10 Principles of the New Nordic Diet
No matter where you live, these guidelines from the Nordic diet are smart tips for healthy eating.
If you're familiar with the Mediterranean diet -- or with Michael Pollan's advice ("Eat food. Not too much. Mostly plants."), then these principles of the Nordic diet won't come as a shock. They're universal, and simple enough to translate easily into your own experience.
These simple principles were inspired by lectures on the Nordic diet by Dr Arne Astrup, head of the Department of Nutrition at the University of Copenhagen. Along with Dr. Astrup's advice, I've paired some top-rated recipes to help you unleash your inner viking. Skål!

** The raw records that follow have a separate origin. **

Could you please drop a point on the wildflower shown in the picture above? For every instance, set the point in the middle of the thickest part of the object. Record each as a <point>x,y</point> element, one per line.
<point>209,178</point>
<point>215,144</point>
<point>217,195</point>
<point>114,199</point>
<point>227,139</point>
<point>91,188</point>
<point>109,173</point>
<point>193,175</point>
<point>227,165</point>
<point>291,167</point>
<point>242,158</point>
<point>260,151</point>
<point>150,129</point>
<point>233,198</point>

Ten Principles of the New Nordic Diet
1. Eat more fruit and vegetables
Sound familiar? Eat a rainbow, as they say. Fruits and veggies that rank high include berries (like blueberries and strawberries), cabbage, and root veggies like carrots; plus legumes, including beans and peas.

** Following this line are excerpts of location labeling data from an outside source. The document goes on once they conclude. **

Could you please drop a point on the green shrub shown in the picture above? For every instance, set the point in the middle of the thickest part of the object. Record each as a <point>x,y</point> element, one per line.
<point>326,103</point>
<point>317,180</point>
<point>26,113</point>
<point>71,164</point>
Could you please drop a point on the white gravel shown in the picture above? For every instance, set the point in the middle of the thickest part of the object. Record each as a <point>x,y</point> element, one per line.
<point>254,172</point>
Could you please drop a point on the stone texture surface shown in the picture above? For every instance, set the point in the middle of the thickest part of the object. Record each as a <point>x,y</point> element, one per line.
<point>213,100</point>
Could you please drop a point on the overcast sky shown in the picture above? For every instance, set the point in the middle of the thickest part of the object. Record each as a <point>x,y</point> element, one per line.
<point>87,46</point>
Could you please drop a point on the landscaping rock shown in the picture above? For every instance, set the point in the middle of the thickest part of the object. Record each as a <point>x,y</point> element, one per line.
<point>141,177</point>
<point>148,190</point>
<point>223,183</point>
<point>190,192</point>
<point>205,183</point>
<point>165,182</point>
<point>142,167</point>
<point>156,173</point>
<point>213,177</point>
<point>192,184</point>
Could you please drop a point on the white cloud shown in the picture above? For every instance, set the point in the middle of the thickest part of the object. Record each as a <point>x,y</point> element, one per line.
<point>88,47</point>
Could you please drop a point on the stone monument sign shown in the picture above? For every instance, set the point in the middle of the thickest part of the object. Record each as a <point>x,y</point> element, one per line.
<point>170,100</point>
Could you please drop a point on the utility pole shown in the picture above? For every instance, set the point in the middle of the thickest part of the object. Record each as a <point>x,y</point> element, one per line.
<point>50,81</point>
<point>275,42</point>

2. Eat more homemade foods
When you cook at home, you control what goes into the food, which often translates into more healthful meals.
3. Eat whole grains
The emphasis here is on healthier carbohydrates -- in particular, whole-grain oats, rye, and barley, which offer fiber, antioxidants, minerals, and vitamins.
4. Eat more seafood
Salmon, mackerel, and herring rank among the healthiest omega-3-bearing fatty fish.
5. Eat less meat
It's the flipside of "eat more seafood." Eat meat less often, and when you do eat it, eat smaller portions of quality meats that are lower in saturated fat. And make extra room on your plate for vegetables.
6. Eat organic whenever possible
Organic farming is designed to reduce pollution and conserve soil and water. So organic foods are generally friendlier on the environment. Organic foods also have fewer pesticides than conventional. Here are Twelve Foods to Always Buy Organic.

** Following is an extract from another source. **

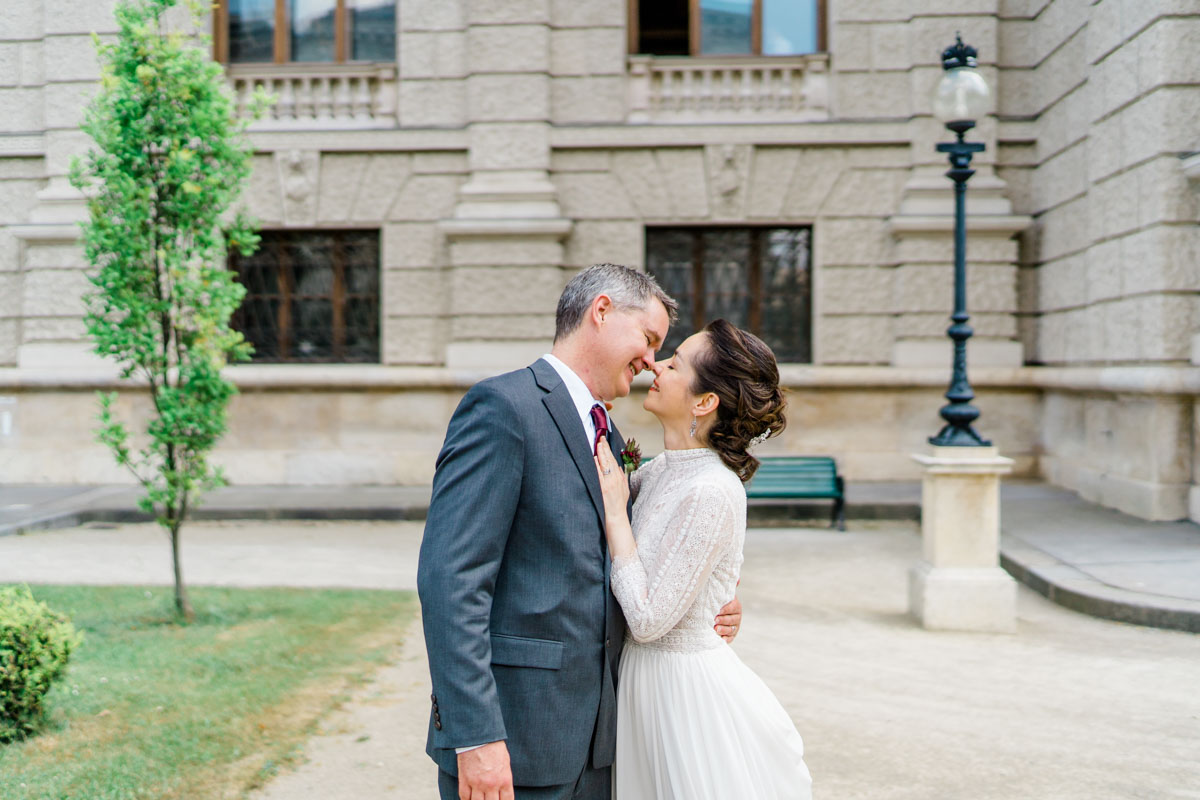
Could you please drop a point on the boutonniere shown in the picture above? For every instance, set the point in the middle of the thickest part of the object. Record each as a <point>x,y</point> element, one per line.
<point>631,456</point>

7. Eat foraged foods from the wild
The smart way to forage for wild foods is at the farmers market. Foraging in the actual wilderness requires knowledge that most city folk lack. But you can often find foraged foods (miners lettuce, stinging nettles, huckleberries, fiddleheads, wild mushrooms, and the like) at local farmers markets.
8) Avoid foods with additives
The Nordic diet favors fresh whole foods over highly processed foods and/or foods with added chemicals meant to artificially preserve them.
9) Eat according to season
This means no tomatoes or fresh corn from the Southern hemisphere in the dead of winter. Eating with the seasons keeps you locked in to what's local and fresh right now. And it's better for the environment.
10) Eat foods with less packaging that create less waste from production
The Nordic diet is about healthy eating and providing for a healthy planet. Excess packaging simply becomes fodder for the landfill.
And finally, a note on fats and the Nordic diet. At least as it is followed in Scandinavia, the Nordic diet looks mostly to canola oil (or rapeseed oil) for cooking and dressings. Like the olive oil favored in the Mediterranean diet, canola oil is high in heart-healthy monounsaturated fat. Canola oil is also a good source of omega-3 fatty acid (alpha-linolenic acid).